2021 Haziran Ayının En Önemli 10 Arkeoloji Haberi

Haziran ayında Türkiye’de ve dünyada yapılmış en ilginç ve önemli arkeolojik keşifleri bu listede derledik.

10- Mısır’da Bir Çiftçi, Firavuna Ait 2.600 Yıllık Stel Keşfetti

Mısır’da İsmailiye yakınlarındaki bir çiftçi, MÖ 589 – 570 yıllarında hüküm süren firavun Apries tarafından dikilmiş 2.600 yıllık bir stel ortaya çıkardı.

C Mısır eski eserler bakanlığı

Stelin tepesinde kanatlı bir güneş diski (bazen güneş tanrısı Ra ile ilişkilendirilen bir disk) ile firavun Apries’in bir kabartması ve bunun altında 15 satırlık hiyeroglif yazısı var. Stelin üzerindeki hiyerogliflerin tercümesi için çalışmalar sürüyor.

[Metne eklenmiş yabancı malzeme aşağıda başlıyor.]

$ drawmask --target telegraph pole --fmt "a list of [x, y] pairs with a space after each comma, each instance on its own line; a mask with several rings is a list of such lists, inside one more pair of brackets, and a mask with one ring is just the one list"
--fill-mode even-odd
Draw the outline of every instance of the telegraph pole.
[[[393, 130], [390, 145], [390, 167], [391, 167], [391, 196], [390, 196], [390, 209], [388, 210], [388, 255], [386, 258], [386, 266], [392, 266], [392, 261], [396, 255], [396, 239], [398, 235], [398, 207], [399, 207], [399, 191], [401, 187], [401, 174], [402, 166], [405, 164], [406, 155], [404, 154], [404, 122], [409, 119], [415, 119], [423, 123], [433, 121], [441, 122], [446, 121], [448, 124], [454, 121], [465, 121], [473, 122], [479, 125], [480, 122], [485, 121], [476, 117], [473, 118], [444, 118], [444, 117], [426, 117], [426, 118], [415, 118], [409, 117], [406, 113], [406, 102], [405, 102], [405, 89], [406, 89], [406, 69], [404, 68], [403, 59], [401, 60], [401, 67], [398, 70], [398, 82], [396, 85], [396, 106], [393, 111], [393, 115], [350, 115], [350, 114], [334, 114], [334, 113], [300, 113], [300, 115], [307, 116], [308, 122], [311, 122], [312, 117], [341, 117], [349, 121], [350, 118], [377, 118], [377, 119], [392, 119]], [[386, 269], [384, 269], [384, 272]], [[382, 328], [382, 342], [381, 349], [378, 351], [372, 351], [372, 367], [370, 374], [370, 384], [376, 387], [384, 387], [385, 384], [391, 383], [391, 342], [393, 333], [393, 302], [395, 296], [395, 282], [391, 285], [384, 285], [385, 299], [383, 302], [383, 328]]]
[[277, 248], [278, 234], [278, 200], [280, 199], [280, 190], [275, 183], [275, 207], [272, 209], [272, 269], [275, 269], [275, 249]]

Eski Eserler Yüksek Konseyi genel sekreteri Mostafa Waziri, stelin Apries’in Mısır’ın doğusunda üstlendiği bir askeri harekatla ilgili göründüğünü söylüyor.

Haber hakkında detaylı bilgi için tıklayın.

9- Sibirya Mağarasında Üç İnsan Türü Aynı Zamanlarda Yaşamış

Denisova Mağarası’ndaki tortu örneklerinden elde edilen antik DNA, son 300.000 yılda üç farklı insan grubunun iskan geçmişini ortaya çıkardı.

Araştırmacılar, Denisova Mağarası’nın Güney Odasında yoğun olarak fosfatlanmış tortulardan tortu DNA örnekleri topluyor. C: Richard ‘Bert’ Roberts, University of Wollongong

Denisova Mağarası’nın topraklarında yapılan kapsamlı bir DNA analizi, mağaranın modern insanlara da ev sahipliği yaptığını ortaya koyuyor. Yeterince erken dönemde buradaki modern insanlar, bir zamanlar orada Denisovalılar ve Neandertallerle birlikte yaşamış olabilirler.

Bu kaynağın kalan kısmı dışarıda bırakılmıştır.